Cour des comptes : l’audit alarmiste inspire déjà le gouvernement

Économie par Valérie Forgeront

© Denis ALLARD/REA

Rendu public ce 29 juin, l’audit de la Cour des comptes sur la situation et les perspectives des finances publiques se montre alarmiste. Sans mesure drastiques et immédiates de redressement des comptes, il faut s’attendre à un « dérapage » de près de 8 milliards d’ici la fin 2017 estiment les magistrats de la rue Cambon qui affichent des préconisations sévères y compris dans le temps et stigmatisent les biais de construction qui ont affecté la sincérité de la loi de finances initiale pour 2017 (validée le 29 décembre par le conseil constitutionnel) et celle du programme de stabilité européen. La sortie de route des comptes induirait un déficit public à 3,2% du PIB fin 2017 et non à 2,8% comme le prévoyait les engagements de la France vis-à-vis de ses partenaires européens en avril dernier rappelle la Cour. Pour le Premier ministre, M. Édouard Philippe, ce dérapage inacceptable doit être rectifié. Il pourrait annoncer des mesures d’économies dès ce 4 juillet. Gérald Darmanin, le ministre de l’Action et des Comptes publics a dégainé quant à lui une première mesure dès ce 29 juin, annonçant le gel des hausses générales de salaires dans la fonction publique en 2018… Il s’agit une nouvelle fois de mesures d’austérité s’irritent les fonctionnaires FO.

Les dépenses notamment celle de l’État auraient été sous-estimées de 5,9 milliards. Les recettes, fiscales et non fiscales, auraient-elles été sur-estimées de 2 milliards. Bilan expliquait le 29 juin la Cour des comptes en rendant public son rapport/audit au gouvernement sur la situation actuelle des finances publiques et les perspectives à l’horizon 2020, un dérapage des comptes est plus que probable d’ici la fin de l’année et ce à hauteur de huit milliards d’euros.

Le dépassement sur les dépenses des ministères est ainsi estimé à 5,6 milliards, principalement dû à une sous-budgétisation à hauteur de 4,2 milliards indique la Cour.

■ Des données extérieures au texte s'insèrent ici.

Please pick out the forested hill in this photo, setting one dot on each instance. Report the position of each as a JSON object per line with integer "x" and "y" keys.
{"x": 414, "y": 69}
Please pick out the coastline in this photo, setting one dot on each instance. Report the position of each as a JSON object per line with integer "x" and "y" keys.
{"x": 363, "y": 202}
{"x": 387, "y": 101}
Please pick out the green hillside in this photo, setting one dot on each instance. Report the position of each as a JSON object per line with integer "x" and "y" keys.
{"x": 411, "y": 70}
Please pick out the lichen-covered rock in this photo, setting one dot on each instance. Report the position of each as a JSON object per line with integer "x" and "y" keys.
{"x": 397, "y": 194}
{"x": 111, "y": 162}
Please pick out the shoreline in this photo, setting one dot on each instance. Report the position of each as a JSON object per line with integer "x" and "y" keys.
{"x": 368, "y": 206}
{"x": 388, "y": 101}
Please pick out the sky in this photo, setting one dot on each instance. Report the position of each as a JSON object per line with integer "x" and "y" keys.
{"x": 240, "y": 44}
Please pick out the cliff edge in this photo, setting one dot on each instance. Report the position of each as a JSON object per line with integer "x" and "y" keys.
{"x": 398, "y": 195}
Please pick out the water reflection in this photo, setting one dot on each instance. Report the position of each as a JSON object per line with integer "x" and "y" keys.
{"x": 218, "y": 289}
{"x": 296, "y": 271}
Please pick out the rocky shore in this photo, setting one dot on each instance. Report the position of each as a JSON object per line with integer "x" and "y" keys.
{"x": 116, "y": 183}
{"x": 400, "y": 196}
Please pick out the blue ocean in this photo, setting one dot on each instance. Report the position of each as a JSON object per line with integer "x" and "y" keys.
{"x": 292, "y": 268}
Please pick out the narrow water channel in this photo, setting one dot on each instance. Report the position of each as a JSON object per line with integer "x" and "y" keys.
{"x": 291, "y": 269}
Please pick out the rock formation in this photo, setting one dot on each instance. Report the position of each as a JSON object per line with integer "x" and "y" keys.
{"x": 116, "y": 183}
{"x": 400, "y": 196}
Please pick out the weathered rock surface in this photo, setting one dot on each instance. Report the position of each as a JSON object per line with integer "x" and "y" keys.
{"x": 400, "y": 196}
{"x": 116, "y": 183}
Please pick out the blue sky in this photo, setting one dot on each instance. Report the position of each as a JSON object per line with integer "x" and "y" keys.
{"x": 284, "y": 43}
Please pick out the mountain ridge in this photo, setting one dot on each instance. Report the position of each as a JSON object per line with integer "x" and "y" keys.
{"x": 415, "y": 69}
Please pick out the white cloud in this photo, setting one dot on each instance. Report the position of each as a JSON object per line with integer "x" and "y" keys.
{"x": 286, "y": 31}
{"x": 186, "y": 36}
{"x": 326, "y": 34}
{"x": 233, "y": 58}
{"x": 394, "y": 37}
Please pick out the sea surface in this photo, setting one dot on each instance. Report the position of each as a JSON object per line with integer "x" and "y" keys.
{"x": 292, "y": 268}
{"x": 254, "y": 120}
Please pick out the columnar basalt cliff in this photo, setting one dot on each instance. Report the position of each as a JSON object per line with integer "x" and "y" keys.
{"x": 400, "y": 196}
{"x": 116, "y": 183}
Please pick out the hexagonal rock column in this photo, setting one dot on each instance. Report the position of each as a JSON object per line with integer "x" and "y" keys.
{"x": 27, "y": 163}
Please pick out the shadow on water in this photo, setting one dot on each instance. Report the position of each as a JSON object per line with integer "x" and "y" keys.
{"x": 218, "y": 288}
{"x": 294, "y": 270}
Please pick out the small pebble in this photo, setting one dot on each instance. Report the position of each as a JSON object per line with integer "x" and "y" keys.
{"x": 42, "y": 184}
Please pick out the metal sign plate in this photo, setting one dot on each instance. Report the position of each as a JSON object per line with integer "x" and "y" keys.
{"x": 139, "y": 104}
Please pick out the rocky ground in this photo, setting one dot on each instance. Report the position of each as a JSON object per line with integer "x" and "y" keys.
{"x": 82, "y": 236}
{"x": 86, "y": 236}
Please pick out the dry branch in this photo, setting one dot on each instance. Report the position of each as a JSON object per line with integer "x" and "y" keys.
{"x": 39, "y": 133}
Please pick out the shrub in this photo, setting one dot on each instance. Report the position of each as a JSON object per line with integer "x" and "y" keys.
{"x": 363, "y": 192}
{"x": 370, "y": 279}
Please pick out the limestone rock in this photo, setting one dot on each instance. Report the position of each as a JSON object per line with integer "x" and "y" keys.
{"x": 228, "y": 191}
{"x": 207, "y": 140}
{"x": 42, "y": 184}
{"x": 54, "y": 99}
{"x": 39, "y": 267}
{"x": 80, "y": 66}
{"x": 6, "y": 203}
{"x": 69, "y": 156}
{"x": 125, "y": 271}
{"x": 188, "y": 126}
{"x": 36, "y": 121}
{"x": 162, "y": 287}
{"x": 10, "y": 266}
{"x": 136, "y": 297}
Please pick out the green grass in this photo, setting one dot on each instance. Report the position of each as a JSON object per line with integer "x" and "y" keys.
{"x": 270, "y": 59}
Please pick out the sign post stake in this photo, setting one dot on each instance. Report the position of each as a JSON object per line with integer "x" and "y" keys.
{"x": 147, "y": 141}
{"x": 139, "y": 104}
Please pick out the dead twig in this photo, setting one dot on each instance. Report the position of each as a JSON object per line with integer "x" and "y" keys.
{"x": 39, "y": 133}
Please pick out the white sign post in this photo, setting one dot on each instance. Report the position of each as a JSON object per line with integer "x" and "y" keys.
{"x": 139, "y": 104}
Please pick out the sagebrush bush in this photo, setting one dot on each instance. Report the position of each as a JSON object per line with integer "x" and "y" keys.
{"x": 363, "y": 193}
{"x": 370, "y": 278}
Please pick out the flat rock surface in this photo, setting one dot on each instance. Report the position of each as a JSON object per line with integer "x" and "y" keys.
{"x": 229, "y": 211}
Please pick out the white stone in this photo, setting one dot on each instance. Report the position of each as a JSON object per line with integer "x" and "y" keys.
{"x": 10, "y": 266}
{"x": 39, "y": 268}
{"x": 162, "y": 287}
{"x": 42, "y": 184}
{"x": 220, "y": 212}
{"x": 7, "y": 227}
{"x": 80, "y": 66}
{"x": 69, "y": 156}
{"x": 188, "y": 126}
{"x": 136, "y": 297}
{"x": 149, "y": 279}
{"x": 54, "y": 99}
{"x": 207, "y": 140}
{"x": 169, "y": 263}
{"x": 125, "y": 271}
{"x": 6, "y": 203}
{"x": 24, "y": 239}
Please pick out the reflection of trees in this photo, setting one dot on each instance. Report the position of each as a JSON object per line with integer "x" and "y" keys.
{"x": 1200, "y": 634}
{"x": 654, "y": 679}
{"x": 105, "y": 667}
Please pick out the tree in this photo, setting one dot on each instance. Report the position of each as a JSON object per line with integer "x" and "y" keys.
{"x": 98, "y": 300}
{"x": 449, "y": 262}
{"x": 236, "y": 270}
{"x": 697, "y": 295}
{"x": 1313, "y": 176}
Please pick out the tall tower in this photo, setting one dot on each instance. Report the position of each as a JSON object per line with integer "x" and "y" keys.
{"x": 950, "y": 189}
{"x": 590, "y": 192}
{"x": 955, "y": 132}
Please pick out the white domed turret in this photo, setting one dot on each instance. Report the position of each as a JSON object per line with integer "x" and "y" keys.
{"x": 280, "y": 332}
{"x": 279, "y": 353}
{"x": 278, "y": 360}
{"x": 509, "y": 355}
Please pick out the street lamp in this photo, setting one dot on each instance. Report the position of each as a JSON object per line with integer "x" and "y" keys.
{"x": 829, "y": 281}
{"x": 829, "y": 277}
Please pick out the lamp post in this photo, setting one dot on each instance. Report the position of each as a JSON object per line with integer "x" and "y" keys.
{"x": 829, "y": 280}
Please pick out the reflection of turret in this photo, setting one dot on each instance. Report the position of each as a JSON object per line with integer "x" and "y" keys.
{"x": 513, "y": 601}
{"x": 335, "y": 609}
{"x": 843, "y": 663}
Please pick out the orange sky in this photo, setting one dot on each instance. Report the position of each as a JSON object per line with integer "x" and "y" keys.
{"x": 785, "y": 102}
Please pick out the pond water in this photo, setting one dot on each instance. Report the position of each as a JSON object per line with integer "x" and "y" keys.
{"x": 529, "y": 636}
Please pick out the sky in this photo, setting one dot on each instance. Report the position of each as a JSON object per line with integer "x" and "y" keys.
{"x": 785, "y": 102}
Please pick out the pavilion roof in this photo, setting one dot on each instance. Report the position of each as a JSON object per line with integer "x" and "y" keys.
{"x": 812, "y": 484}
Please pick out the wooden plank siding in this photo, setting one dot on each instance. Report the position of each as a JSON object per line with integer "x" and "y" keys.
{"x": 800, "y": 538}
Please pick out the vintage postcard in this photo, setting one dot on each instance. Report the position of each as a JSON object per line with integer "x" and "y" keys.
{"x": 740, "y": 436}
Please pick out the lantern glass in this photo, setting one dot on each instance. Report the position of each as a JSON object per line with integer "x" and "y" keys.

Les magistrats de la rue Cambon ne font pas dans la dentelle allant jusqu’à déclarer que des biais de construction importants ont affecté la sincérité de la loi de finances et du Programme de stabilité d’avril 2017. La loi de finances initiale pour 2017 avait été validée le 29 décembre 2016 par le conseil constitutionnel qui écartait alors toute insincérité de la construction budgétaire.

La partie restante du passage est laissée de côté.